Mario Vargas Llosa’s great loves: His aunt Julia, his cousin Patricia, and socialite Isabel Preysler The Nobel Prize winner had a romantic life worthy of a novel. He married a relative 12 years his senior, then left her for another one. In 2015, he began a high-profile relationship with a star of gossip magazines The brief and stormy marriage of Ernesto Vargas and Dora Llosa left a lasting mark on their only son, Mario Vargas Llosa .

The writer’s parents separated five and a half months after their marriage, before the child was even born. Little Mario grew up with his maternal family, believing his father was dead. Much later, when he already had gray hair, the Nobel Prize winner understood the reason for his parents’ failed marriage: resentment and social complex.

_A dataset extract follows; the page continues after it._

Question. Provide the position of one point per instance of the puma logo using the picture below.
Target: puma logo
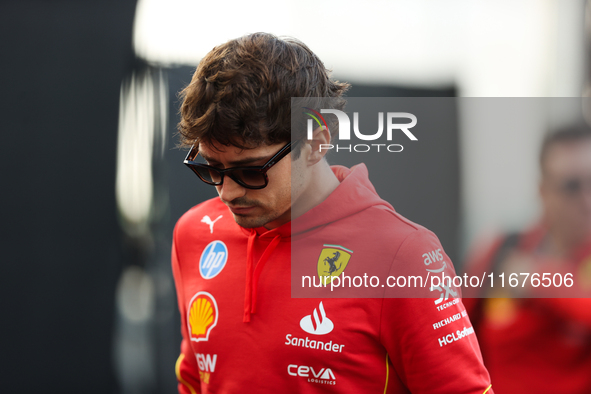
(207, 220)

“Because Ernesto Vargas, despite his white skin, his light eyes, and his handsome figure, belonged — or felt that he belonged, which is the same thing — to a family socially inferior to that of his wife,” he revealed in his memoirs, A Fish in the Water , published in 1993. Given this background, it’s no surprise that Vargas Llosa sought love within his own family. In 1955, at the age of 19, he met Julia Urquidi, the sister of his aunt Olga, whom he had known since childhood.

“Aunt” Julia, as he called her, was 12 years older than him, had recently divorced, and was visiting Lima to spend a few weeks on vacation with her family. The writer, who was in his third year of university, fell in love w.